The challenge that low interest rates pose to the insurance industry seems to be considered as axiomatic. Company leaders, equity analyst and rating agencies all routinely highlight the challenges this causes.

For investment related life insurance products; fair enough. Indeed for those life companies that have offered long-term guaranteed returns, low rates can become an existential threat.

However, what, exactly, is the issue for non-life reinsurers?  Of course, investment income is a fundamental part of a reinsurer’s earnings, and, since prudence drives asset allocation to be dominated by high grade fixed income investments, very low interest rates lead to very low investment income.  But to suggest this is a major problem for the profitability of reinsurers is to invert ‘cause’ and ‘effect’ in reinsurance pricing.

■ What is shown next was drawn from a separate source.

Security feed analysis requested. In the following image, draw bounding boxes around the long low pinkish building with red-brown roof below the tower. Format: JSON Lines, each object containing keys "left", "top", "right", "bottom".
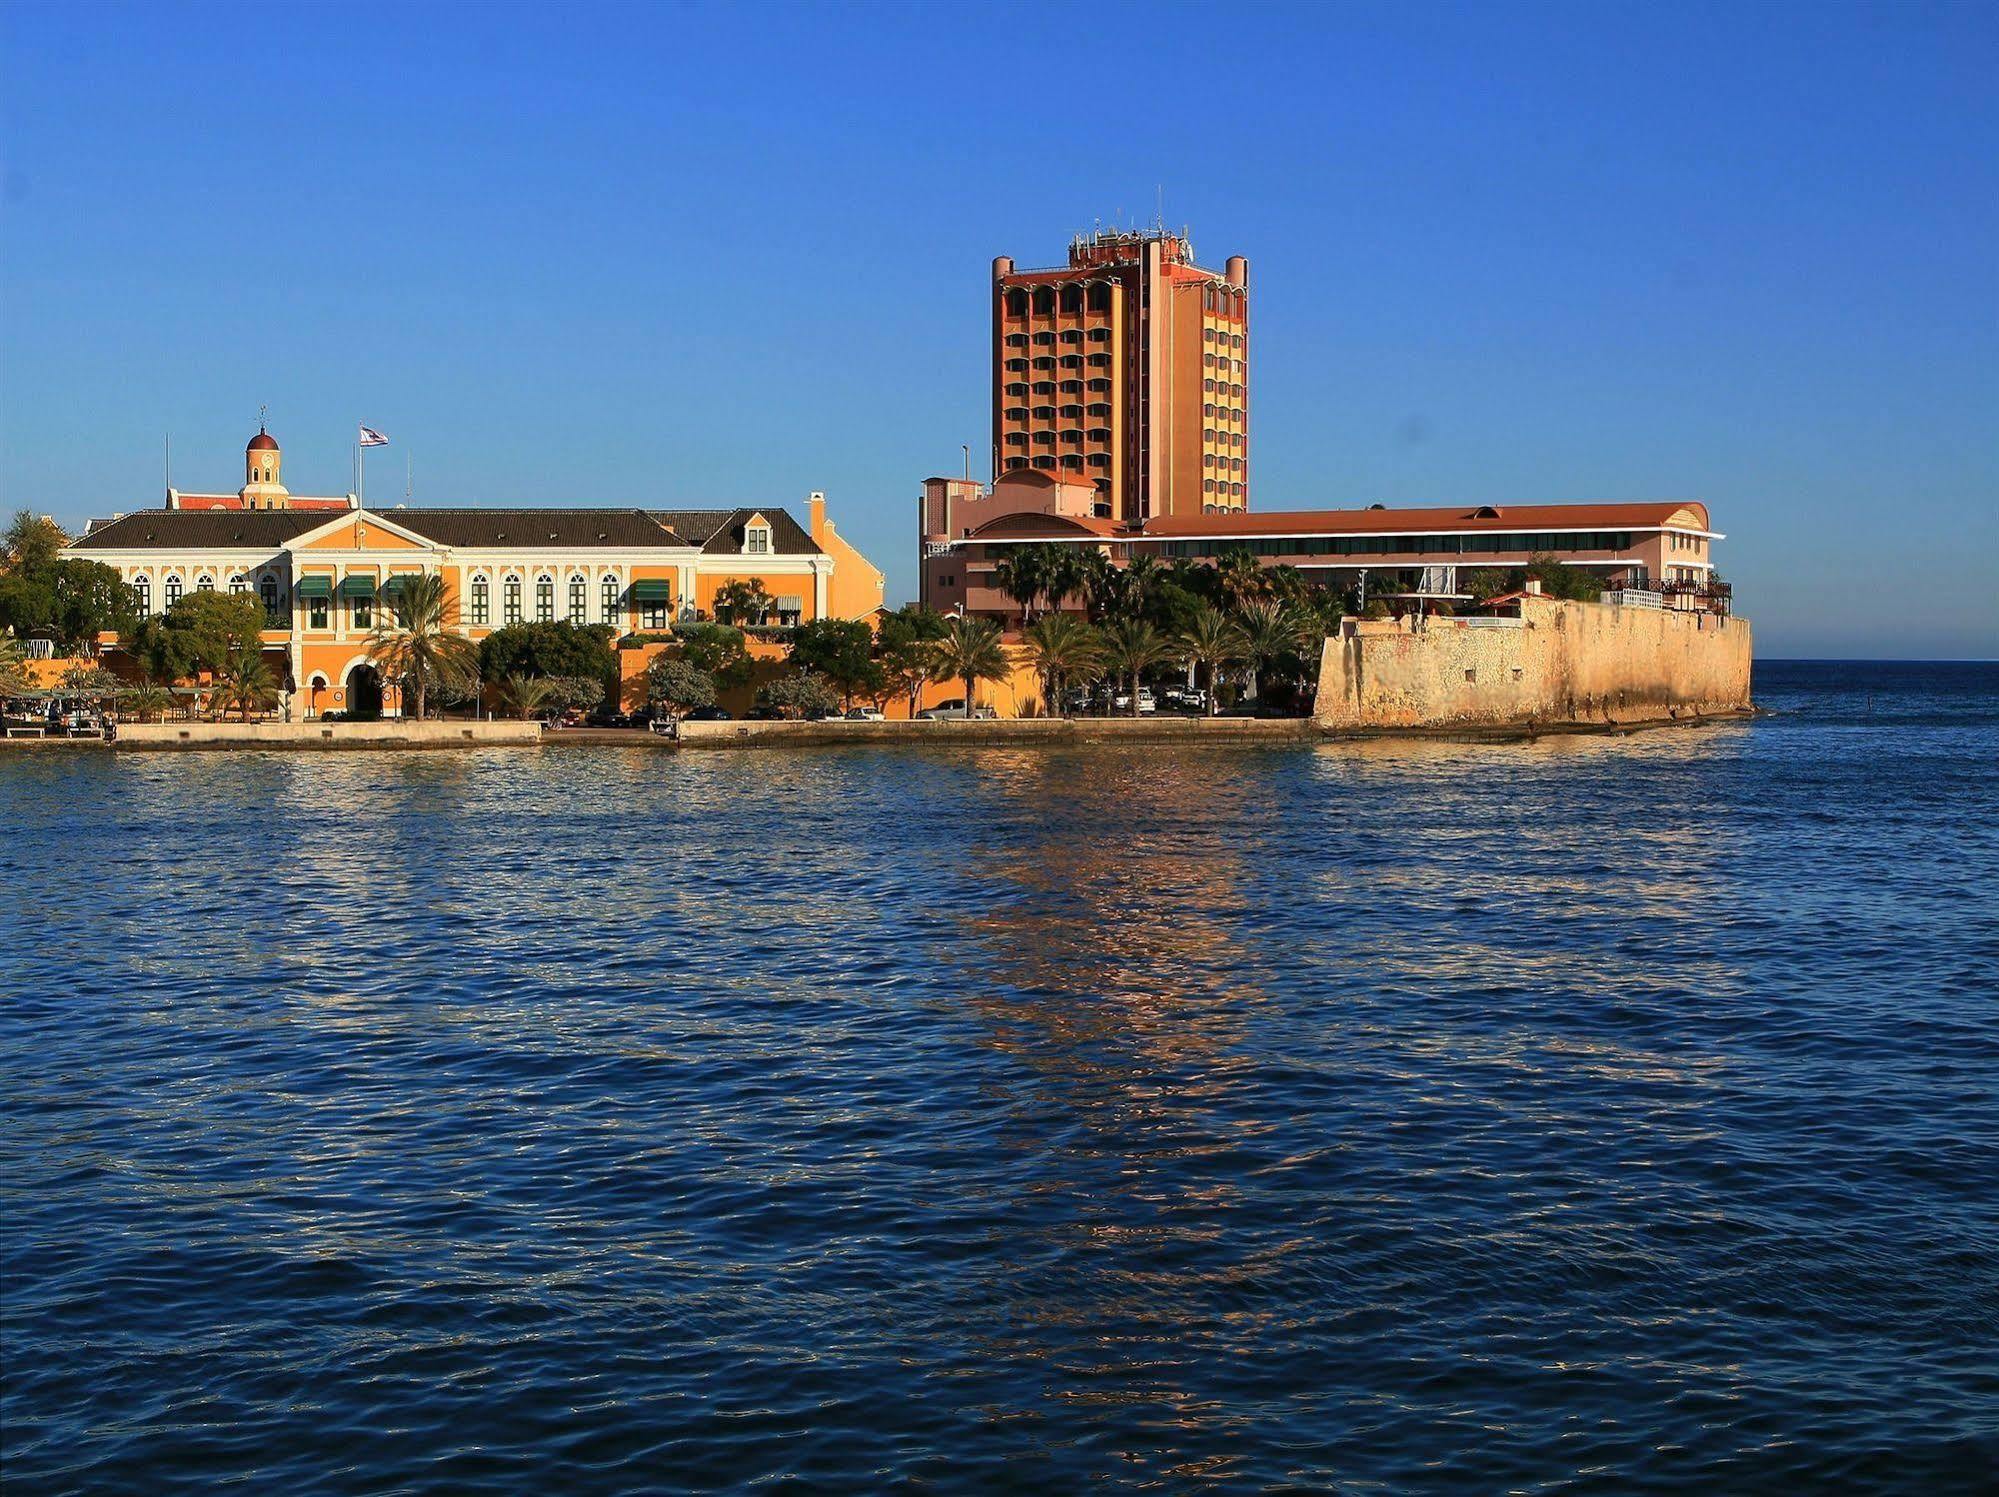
{"left": 920, "top": 470, "right": 1727, "bottom": 616}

The impact of high expected investment returns on the reinsurance industry is that it drives down premium rates. Indeed, high interest rate environments are notorious for causing carnage in the industry as carriers lose sight of the need for any form of pricing discipline and write simply for volume.

To be fair, fundamental profitability on long-tail business written several years ago with a – then- reasonable expectation of a higher interest rate environment will be impacted while it runs off. But, for short tail lines and, indeed, anything written since 2008, the only reason investment income can be held out as a problem is if the reinsurer chose to make a bet on rising future interest rates.  If they think they are good enough at predicting that to make such a bet they should become bond traders.

The reality is that it is competition within the industry that is the driver of profitability, not investment income.  This, though, does allow the fact of globally low investment yields to play a role, albeit indirectly.  Rate pressure comes from too much capital chasing finite amounts of business. Some of that capital is in the industry because it cannot find somewhere else attractive to go. We would argue that greater innovation by the industry would increase demand but, absent that, the global investment environment is a problem. But not via reduced investment income in reinsurer P&L’s.